Confidential Information. The term “Confidential Information” means the Service, the specifications of the Service, the Offering Materials and the Content provided or disclosed by Opto to Customer hereunder. Except as expressly permitted under this Agreement, Customer will not disclose Confidential Information to third parties and will take all precautions to protect such Confidential Information as Customer employs with respect to its confidential materials of a similar nature, but in no case less than reasonable precautions. Customer may not use or reproduce the Confidential Information for any purpose other than as permitted in this Agreement. Customer may disclose Confidential Information to Customer’s employees or agents who are required to have access to such information for purposes of this Agreement and who have agreed in writing to maintain such information in confidence in accordance with terms substantially similar to, and no less restrictive than, those imposed on Customer under this section. Customer will notify Opto in writing immediately if it becomes aware of or suspects that the Confidential Information has been used or disclosed other than in accordance with this Agreement. Upon termination of this Agreement, or upon written request of Opto, Customer shall promptly return to Opto all documents and other tangible materials representing Opto’s Confidential Information and all copies thereof.
General. This Agreement will be governed by and construed in accordance with the laws of the State of New York. The parties exclude the application of the United Nations Convention on the International Sale of Goods and the application of the Uniform Computer Information Transactions Act. The parties consent to the personal jurisdiction and venue of the federal and state courts sitting in New York, New York.

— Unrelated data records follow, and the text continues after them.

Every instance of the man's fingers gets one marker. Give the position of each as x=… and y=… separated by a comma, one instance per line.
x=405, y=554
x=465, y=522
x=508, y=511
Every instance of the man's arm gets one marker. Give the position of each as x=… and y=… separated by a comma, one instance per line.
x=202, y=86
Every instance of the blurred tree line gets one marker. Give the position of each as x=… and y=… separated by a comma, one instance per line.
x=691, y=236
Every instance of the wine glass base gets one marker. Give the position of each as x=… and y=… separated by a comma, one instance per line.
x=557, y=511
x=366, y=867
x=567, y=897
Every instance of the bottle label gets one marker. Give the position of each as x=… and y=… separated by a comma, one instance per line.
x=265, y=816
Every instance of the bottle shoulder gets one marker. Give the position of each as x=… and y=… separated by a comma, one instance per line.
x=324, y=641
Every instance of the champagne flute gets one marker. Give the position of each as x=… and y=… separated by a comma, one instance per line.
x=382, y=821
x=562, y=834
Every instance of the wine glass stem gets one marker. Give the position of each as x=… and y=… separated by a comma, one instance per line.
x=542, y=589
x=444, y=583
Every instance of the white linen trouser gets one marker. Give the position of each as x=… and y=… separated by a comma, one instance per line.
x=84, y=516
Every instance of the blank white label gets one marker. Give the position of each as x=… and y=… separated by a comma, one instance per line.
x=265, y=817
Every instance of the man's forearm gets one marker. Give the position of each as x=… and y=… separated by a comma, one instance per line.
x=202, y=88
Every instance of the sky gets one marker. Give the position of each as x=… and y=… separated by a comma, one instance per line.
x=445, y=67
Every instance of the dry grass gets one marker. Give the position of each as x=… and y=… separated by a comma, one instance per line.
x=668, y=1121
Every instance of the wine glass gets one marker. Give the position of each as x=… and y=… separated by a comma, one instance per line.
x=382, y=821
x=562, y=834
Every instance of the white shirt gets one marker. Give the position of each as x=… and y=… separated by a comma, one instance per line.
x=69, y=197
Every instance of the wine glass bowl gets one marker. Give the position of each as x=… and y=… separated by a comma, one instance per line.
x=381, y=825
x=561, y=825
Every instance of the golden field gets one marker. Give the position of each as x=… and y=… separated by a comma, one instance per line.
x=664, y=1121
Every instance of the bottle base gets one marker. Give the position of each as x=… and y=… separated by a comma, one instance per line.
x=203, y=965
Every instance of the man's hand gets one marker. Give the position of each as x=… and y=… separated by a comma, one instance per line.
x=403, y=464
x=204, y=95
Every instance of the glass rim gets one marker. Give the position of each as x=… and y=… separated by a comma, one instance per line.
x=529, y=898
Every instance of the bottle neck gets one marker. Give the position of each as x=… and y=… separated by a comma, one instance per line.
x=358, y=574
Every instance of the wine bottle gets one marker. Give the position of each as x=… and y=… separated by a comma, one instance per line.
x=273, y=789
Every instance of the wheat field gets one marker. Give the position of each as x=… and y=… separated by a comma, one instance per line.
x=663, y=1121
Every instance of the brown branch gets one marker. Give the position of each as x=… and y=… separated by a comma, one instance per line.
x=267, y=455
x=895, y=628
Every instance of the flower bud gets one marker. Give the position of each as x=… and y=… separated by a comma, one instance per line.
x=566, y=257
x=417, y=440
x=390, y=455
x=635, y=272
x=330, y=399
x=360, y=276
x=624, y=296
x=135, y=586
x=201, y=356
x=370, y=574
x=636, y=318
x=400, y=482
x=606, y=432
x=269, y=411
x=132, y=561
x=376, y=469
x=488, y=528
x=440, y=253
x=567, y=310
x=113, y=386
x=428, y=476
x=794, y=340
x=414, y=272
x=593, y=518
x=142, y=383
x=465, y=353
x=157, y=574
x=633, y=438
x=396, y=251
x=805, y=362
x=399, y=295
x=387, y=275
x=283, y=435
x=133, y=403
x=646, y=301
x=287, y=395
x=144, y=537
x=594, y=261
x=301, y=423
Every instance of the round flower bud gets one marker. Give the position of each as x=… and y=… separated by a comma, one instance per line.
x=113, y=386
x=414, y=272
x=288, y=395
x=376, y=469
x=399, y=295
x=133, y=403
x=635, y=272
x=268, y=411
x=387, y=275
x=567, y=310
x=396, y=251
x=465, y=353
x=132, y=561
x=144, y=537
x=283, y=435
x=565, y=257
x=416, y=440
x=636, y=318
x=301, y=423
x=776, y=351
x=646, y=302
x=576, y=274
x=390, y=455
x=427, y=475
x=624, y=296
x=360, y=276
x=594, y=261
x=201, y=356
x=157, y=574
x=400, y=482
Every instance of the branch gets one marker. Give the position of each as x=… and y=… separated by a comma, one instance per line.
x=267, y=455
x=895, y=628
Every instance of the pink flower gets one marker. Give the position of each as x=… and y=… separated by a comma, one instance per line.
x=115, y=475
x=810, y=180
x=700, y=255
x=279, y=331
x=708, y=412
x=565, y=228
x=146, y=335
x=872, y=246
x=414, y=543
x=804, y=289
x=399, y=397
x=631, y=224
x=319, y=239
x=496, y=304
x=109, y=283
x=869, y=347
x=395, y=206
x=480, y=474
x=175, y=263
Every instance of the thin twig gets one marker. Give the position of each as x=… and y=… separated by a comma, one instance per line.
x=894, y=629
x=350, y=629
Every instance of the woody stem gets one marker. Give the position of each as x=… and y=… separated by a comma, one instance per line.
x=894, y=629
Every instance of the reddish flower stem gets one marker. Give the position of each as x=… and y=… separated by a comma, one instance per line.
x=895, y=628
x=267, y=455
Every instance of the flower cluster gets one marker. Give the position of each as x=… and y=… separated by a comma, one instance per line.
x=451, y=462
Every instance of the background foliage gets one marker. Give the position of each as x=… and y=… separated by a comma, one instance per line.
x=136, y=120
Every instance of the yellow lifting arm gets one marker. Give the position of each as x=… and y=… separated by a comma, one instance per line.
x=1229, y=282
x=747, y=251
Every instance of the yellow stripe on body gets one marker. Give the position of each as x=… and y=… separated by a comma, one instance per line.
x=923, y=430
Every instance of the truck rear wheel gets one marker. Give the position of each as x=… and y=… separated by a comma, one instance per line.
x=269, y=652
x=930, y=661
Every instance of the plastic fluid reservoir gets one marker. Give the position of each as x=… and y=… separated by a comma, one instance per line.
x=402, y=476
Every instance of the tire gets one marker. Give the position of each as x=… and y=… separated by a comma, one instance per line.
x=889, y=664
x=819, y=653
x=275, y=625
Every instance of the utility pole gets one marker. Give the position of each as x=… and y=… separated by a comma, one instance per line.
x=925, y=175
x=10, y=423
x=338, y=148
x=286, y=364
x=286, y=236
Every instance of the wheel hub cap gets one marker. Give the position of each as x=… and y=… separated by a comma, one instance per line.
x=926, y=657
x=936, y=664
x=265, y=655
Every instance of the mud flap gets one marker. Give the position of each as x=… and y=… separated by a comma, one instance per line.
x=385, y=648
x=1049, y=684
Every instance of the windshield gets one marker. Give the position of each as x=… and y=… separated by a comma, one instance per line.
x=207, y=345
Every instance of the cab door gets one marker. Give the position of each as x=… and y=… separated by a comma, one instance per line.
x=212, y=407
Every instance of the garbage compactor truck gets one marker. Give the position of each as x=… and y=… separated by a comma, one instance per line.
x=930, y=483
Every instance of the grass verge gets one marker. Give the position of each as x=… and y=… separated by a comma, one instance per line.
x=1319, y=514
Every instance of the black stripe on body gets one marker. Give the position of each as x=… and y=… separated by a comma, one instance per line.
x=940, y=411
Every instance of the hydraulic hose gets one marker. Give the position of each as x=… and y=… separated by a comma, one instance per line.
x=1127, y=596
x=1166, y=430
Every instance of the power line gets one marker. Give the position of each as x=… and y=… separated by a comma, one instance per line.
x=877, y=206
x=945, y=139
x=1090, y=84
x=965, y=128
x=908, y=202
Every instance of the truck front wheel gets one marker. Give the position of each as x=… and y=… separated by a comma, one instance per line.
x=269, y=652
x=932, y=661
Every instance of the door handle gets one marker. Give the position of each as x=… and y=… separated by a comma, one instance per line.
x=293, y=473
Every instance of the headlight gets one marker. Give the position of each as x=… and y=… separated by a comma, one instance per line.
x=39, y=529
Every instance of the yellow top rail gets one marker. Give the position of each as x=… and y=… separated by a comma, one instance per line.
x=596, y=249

Customer acknowledges that its breach of this Agreement will cause irreparable harm to Opto for which monetary relief would be insufficient, and hereby agrees that Opto will be entitled to injunctive relief as well as such further relief as may be granted by a court of competent jurisdiction in the event of breach or threatened breach of this Agreement. Neither this Agreement nor any rights or obligations under this Agreement may be assigned or delegated by Customer, by operation of law or otherwise, without the prior written consent of Opto. Any attempted or purported assignment or delegation by Customer in violation of the previous sentence will be null and void. Customer will not export, directly or indirectly, the Service or any technical data of Opto to any country for which the U.S. Government requires an export license or other governmental approval without first obtaining such license or approval. If any provision of this Agreement will be held invalid or unenforceable by a court, the remaining provisions of this Agreement will remain in full force and effect, and the provision or portion thereof affected will be construed so as to be enforceable to the maximum extent permissible by law. All waivers of rights or obligations under this Agreement must be in writing. This Agreement is the final, complete and exclusive agreement of the parties with respect to the subject matter hereof and supersedes and merges all prior discussions between them. Customer will permit Opto or its representatives to review Customer’s relevant records and inspect Customer’s facilities solely to ensure compliance with this Agreement. Opto will give Customer reasonable advance notice of any such inspection and will conduct the same during normal business hours in a manner that does not unreasonably interfere with Customer’s normal operations.